Scaling back BBC 4?

I’ve been hopping around incandescent with rage this morning, at the news that the BBC is thinking of scaling back BBC 4. ‘Shall I blog this?’ – I thought – ‘It’s surely got little to do with feminism, philosophy, or feminist philosophy.’ Then I found an article in the Huffpo, and decided if it’s good enough for them, it’s good enough for us. So yes, folks, the BBC are thinking of scaling back BBC 4. For those of you who don’t know about the channel:

In the past few weeks the BBC has produced some really high quality programming. It has produced some programming that falls very much within their remit of public service broadcasting.

Examples of this high quality broadcasting include the shamelessly high-brow ‘Great Thinkers In Their Own Words’, some tremendous documentaries about Italy, Scotland and Liverpool, first class programming about popular, roots and classical music, and some fascinating documentaries about sculpture and art. On top of this, they have reshown the seminal ‘All Our Working Lives’ – about unemployment in the North East.

All of these pieces of programmes are thoroughly within the public service ethos that should be running through the BBC’s bloodstream. It is hard to imagine any other broadcaster making them. All of these programmes were shown on the excellent BBC4.

It comes as something of a shock, then, to discover that the BBC is, according to the Guardian, considering scaling back BBC4, as part of a cost cutting drive. This scaling back will, apparently involve the channel that is focused on high quality documentaries and innovative programming, becoming solely focused on “arts and repeats.”

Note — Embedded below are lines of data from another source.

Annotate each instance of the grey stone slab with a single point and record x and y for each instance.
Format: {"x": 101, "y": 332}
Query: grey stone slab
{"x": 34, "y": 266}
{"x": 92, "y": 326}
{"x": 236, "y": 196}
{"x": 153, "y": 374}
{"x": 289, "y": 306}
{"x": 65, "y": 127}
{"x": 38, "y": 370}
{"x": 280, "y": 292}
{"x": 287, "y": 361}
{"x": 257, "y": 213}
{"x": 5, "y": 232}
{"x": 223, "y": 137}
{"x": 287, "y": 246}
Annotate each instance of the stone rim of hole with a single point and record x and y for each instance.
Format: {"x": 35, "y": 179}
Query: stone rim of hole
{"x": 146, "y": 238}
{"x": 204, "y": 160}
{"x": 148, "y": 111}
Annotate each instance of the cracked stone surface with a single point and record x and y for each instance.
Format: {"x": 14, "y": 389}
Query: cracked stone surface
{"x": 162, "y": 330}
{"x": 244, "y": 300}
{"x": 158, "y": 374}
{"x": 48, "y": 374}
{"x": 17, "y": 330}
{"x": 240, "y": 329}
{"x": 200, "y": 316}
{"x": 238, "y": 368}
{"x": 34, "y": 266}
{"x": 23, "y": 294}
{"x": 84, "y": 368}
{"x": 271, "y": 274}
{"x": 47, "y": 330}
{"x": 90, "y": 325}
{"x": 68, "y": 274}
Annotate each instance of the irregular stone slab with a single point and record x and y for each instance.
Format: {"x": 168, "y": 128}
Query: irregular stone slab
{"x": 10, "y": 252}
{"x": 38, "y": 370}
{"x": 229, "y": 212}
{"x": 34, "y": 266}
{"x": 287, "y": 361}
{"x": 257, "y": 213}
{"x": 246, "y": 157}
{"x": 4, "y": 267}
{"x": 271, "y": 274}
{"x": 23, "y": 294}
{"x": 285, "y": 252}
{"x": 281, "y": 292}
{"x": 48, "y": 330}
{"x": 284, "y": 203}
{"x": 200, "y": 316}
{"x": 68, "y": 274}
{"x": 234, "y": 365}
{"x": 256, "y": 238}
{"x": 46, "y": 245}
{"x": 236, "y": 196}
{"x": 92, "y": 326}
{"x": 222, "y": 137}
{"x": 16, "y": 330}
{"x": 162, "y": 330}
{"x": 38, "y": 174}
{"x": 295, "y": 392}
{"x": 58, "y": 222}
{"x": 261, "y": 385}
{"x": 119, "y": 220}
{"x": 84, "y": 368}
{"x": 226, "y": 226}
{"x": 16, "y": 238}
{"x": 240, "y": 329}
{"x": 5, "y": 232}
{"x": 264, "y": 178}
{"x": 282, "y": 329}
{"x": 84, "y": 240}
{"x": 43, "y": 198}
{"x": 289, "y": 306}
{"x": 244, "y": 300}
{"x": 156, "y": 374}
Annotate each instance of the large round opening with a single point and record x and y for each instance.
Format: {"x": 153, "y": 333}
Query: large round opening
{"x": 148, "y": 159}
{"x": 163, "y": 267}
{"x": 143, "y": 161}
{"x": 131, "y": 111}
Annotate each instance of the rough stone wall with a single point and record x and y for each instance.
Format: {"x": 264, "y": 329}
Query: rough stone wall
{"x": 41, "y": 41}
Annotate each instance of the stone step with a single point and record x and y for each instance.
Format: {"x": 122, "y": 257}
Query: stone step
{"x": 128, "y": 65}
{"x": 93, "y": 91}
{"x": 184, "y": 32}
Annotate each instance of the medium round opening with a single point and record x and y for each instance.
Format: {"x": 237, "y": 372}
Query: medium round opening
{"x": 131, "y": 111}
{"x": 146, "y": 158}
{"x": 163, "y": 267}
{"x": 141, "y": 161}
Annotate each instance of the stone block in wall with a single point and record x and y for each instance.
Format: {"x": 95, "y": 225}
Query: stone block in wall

The BBC is thinking of retaining BBC 3, which leans more towards the sort of voyeuristic fare one expects from more commercially focused channels.

One thought on “Scaling back BBC 4?

  1. Nooo! BBC 4 also brought us the excellent Swedish cop show, Wallander, and the Danish cop show, The Killing (now remade, less well, for the US, showing on 4OD). The latter show has as principle investigator the excellent (fictional) Sarah Lund.

    Pertinent to our concern here: both series interestingly depicted subtle (& not so subtle) sexism faced by women investigators at work.

    (Some good news: there’s a new series of the killing scheduled for the autumn, I gather).